I'm designing an over/under-voltage protection circuit that needs to have really fast shutoff (ideally in the low 10s of ns). The downstream circuit is connected/disconnected with a bidirectional mosfet switch whose gate is driven by an optocoupler (probably the VO1263). The optocoupler is needed to isolate the gate from the comparator circuitry. Otherwise the gate-source and gate-drain ratings would be greatly exceeded (input can go to +/-100V). I've attached an image showing this part of the circuit.

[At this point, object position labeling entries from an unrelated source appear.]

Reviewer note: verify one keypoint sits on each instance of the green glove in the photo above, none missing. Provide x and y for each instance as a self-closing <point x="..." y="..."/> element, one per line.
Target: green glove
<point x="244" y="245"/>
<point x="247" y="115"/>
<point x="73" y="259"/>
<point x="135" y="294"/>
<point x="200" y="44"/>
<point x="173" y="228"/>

My question is: how can I make this shutoff as fast as possible? The turn-on time isn't critical (within reason, anything in the ms range, or even up to a second is fine). Here's what I've come up with so far. I'm using a P-channel JFET to switch in and discharge the charge stored on the MOSFET gates (the capacitance is significant, as these MOSFETs are designed for high VDS and low Rds(on)). This is discussed in the VO1263 and VOM1271 datasheets. Additionally, I'm planning to add a bleed resistor (unlabeled resistor in the schematic) to hasten the turn on time of Q4. And, I can use JFET with a low on-state channel resistance, or parallel several. There's a tradeoff here, since I don't want the JFET gate capacitance too high. I'll use the smallest possible bleed resistor such that the optocoupler can still bring the MOSFET gate voltage high enough (optocoupler short-circuit current is in the 10s of uA). To be able to make this bleed resistor smaller, I'm planning to parallel a number of these optocouplers (I think 10, but that's TBD). Another thing I'll do is to make the JFET gate threshold voltage as high as possible so it kicks in as quickly as possible when the gate starts to discharge.
Are there any other options? Have I overlooked anything in my various optimizations discussed above?